- This event has passed.
High-Performance and Smart Networking Technologies for HPC and AI
Presenter Names: Dhabaleswar K. (DK) Panda and Hari Subramoni
Abstract: High-Performance Networking technologies are generating a lot of excitement towards building next generation HighEnd Computing (HEC) systems for HPC and AI with GPGPUs, accelerators, and Data Center Processing Units (DPUs), and a variety of application workloads. This tutorial will provide an overview of these emerging technologies, their architectural features, current market standing, and suitability for designing HEC systems. It will start with a brief overview of IB, HSE, RoCE, and Omni-Path interconnect. An in-depth overview of the architectural features of these interconnects will be presented. It will be followed with an overview of the emerging NVLink, NVLink2, NVSwitch, EFA, and Slingshot architectures. We will then present advanced features of commodity high-performance networks that enable performance and scalability. We will then provide an overview of enhanced offload capable network adapters like DPUs/IPUs (Smart NICs), their capabilities and features. Next, an overview of software stacks for high-performance networks like Open Fabrics Verbs, LibFabrics, and UCX comparing the performance of these stacks will be given. Next, challenges in designing MPI library for these interconnects, solutions and sample performance numbers will be presented.

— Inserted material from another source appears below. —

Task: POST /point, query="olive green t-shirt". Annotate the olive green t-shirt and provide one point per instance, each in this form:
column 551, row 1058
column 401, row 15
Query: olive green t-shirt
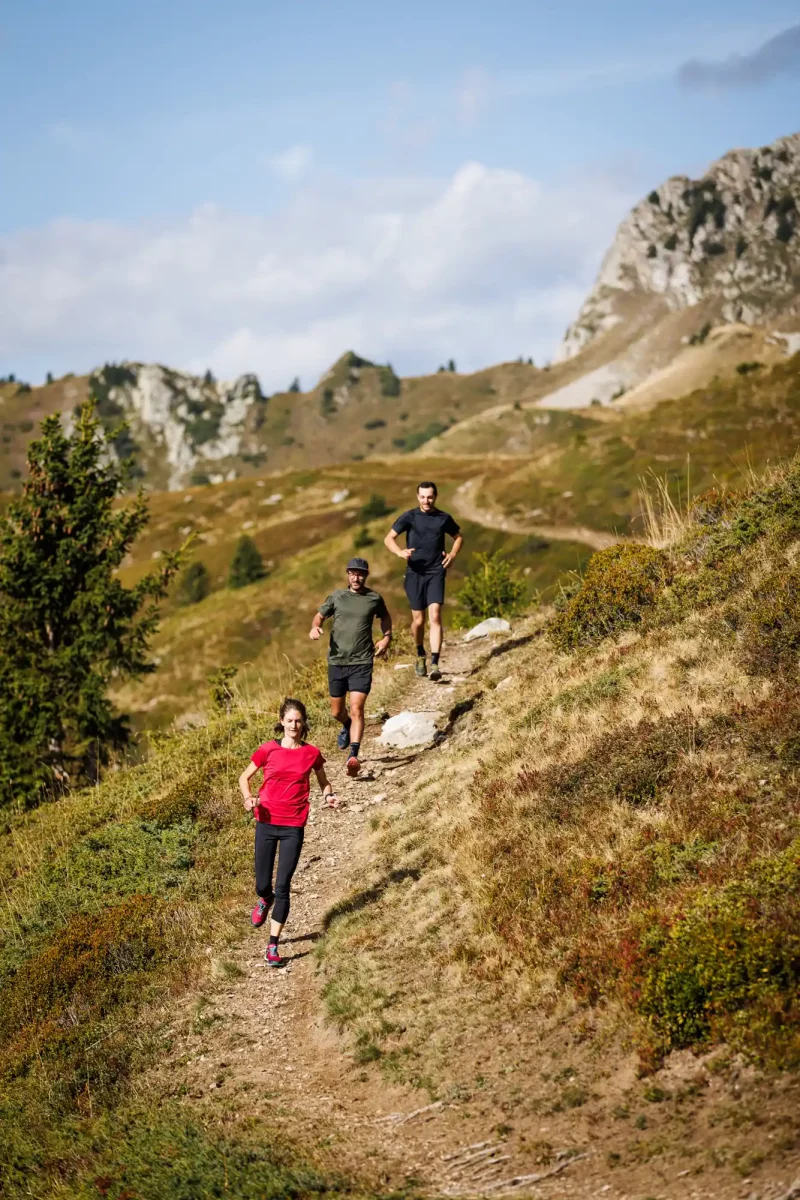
column 353, row 615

Bio: Dhabaleswar K (DK) Panda is a Professor and University Distinguished Scholar of Computer Science and Engineering at the Ohio State University. He is serving as the Director of the ICICLE NSF-AI Institute (https://icicle.ai). He has published over 500 papers. The MVAPICH2 MPI libraries, designed and developed by his research group (http://mvapich.cse.ohio-state.edu), are currently being used by more than 3,300 organizations worldwide (in 90 countries). More than 1.69 million downloads of this software have taken place from the project’s site. This software is empowering many clusters in the TOP500 list. High-performance and scalable solutions for Deep Learning frameworks and Machine Learning applications from his group are available from https://hidl.cse.ohio-state.edu. Similarly, scalable and high-performance solutions for Big Data and Data science frameworks are available from https://hibd.cse.ohio-state.edu. Prof. Panda is an IEEE Fellow and recipient of the 2022 IEEE Charles Babbage Award. More details about Prof. Panda are available at http://www.cse.ohio-state.edu/~panda.
Dr. Hari Subramoni is an assistant professor in the Department of Computer Science and Engineering at the Ohio State University. His current research interests include high performance interconnects and protocols, parallel computer architecture, network-based computing, exascale computing, network topology aware computing, QoS, power-aware LAN-WAN communication, fault tolerance, virtualization, big data, deep learning and cloud computing. He has published over 100 papers in international journals and conferences related to these research areas. He has been actively involved in various professional activities in academic journals and conferences. Dr. Subramoni is doing research on the design and development of MVAPICH2 (High Performance MPI over InfiniBand, iWARP and RoCE) and MVAPICH2-X (Hybrid MPI and PGAS (OpenSHMEM, UPC and CAF)) software packages. He is a member of IEEE & ACM.